The WOOP Method featured image showing a woman writing in a notebook to turn wishes into action using a simple coaching tool.

The WOOP Method: How to Turn What You Want Into What You Actually Do

Most of us are not short on wishes. That is why the WOOP method can be such a useful coaching tool: it helps turn a wish into something clear, practical, and doable.

We wish we were healthier, more confident, or more consistent. We wish we could finish the thing, have the hard conversation, or finally follow through on what we keep saying we want.

But a wish without a plan is just a good intention parked in the driveway.

The WOOP method is a simple four-step tool that helps you close the gap between wanting something and actually doing it. It is research-backed, takes about five minutes, and — unlike a lot of goal-setting advice — it does not pretend the obstacles do not exist. In fact, naming the obstacle is the whole point.

Because very often, the thing that gets in the way of change is not a lack of desire. It is the predictable obstacle we did not prepare for.

What is the WOOP method?

The WOOP method was developed from the work of psychologist Gabriele Oettingen and is described on the official WOOP site as a science-based mental strategy for helping people fulfil wishes and change habits.

WOOP stands for:

Wish
Outcome
Obstacle
Plan

It is a four-step process that helps you get clear about what you want, why it matters, what may get in the way, and how you will respond when that obstacle appears.

In plain English, WOOP asks:

What do I want?
Why does it matter?
What could get in the way?
What will I do when that happens?

That is refreshingly practical, isn’t it?
No glitter. No pretending. No “just believe harder” nonsense.
Just a clear wish, a meaningful outcome, an honest look at the obstacle, and a plan you can actually use.

Why the WOOP Method Works So Well as a Coaching Tool

One of the problems with traditional goal setting is that it can become too tidy. We write the goal. We make it sound positive. We imagine the result. We get a little burst of motivation. Then real life enters the room wearing muddy boots. You get tired. Someone needs you. You lose confidence. You forget. You get bored. You feel uncomfortable. You hit a delay. You have a bad day and decide, rather dramatically, that the whole thing is ruined. This is why a goal without an obstacle plan can collapse so quickly.
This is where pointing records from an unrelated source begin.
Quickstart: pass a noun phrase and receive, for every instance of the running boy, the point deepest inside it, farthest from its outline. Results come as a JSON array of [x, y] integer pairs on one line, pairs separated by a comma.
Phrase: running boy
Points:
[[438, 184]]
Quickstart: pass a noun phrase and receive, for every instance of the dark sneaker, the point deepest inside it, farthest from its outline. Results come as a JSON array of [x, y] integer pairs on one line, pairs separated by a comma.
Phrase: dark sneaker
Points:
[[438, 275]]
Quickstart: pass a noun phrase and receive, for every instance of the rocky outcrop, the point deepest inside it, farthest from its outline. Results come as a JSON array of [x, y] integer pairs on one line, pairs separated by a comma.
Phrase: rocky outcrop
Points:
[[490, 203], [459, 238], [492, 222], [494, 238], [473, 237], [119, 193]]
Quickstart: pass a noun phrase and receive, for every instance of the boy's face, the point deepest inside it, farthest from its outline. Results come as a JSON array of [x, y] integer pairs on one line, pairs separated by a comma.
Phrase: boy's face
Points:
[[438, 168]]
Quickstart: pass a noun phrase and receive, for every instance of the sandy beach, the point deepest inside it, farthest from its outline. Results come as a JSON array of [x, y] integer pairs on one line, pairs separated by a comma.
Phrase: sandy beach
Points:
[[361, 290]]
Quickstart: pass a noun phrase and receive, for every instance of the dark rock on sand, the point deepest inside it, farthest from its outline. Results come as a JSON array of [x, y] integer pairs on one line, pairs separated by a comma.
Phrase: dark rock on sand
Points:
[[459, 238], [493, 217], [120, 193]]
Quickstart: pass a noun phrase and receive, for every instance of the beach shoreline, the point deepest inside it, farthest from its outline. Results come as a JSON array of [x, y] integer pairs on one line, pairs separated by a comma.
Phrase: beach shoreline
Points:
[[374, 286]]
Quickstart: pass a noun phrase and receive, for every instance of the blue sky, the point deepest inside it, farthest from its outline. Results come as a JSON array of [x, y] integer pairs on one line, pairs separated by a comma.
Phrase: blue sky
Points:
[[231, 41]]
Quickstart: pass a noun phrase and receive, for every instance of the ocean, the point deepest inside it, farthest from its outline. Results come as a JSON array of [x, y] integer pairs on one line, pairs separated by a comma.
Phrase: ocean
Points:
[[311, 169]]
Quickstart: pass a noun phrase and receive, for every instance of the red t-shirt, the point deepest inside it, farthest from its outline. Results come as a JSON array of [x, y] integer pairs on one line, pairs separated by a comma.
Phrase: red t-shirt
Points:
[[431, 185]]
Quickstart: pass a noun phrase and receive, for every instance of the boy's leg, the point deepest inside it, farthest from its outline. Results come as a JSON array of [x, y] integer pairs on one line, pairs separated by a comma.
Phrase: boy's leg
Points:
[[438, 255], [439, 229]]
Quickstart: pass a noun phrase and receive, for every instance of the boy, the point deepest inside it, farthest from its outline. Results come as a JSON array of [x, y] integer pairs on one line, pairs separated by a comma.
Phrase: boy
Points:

The WOOP method works because it brings reality into the room from the beginning.
It does not say, “Ignore the problem.”
It says, “Name the problem so you can meet it with a plan.”
That is a much stronger approach.

It is also kinder, because it stops you turning every setback into a personal failure. Sometimes the obstacle was always going to appear. The problem was not that you were weak. The problem was that you had not decided what to do when the obstacle showed up.

Step 1: Wish

The first step is to name your wish.

This should be something you genuinely want. Not something you think you should want. Not something that sounds impressive. Not something you copied from someone else’s life because their Instagram made it look shiny.

A useful wish is personal, meaningful, and specific enough to work with.

For example:

I want to walk three mornings this week.
I want to finish the first draft of my article.
I want to feel calmer before I respond to difficult messages.
I want to make a decision about the course I keep delaying.
I want to spend less time scrolling at night.

Your wish does not need to be enormous. In fact, WOOP often works better when the wish is small enough to act on.

That is one of the quiet truths of change: smaller steps often create more movement than grand declarations.

A good question to ask here is:
What is one meaningful thing I would like to move forward?

Step 2: Outcome

The second step is to connect with the outcome.

This is where you ask yourself why the wish matters. If your wish came true, what would be different? How would you feel? What would it give you? What would it make possible?

For example, if your wish is to walk three mornings this week, the outcome might be:
I would feel more energised and proud of myself. I would start the day feeling like I had kept a promise to myself.

If your wish is to finish the first draft of an article, the outcome might be:
I would feel relieved, clearer, and more confident. I would have something I can edit instead of another idea floating around in my head.

If your wish is to feel calmer before responding to difficult messages, the outcome might be:
I would feel more in control of my reactions. I would be less likely to say something I regret.

This step matters because action becomes easier when it is connected to meaning.

We are not machines. We do not usually change because a spreadsheet told us to. We change because something matters to us.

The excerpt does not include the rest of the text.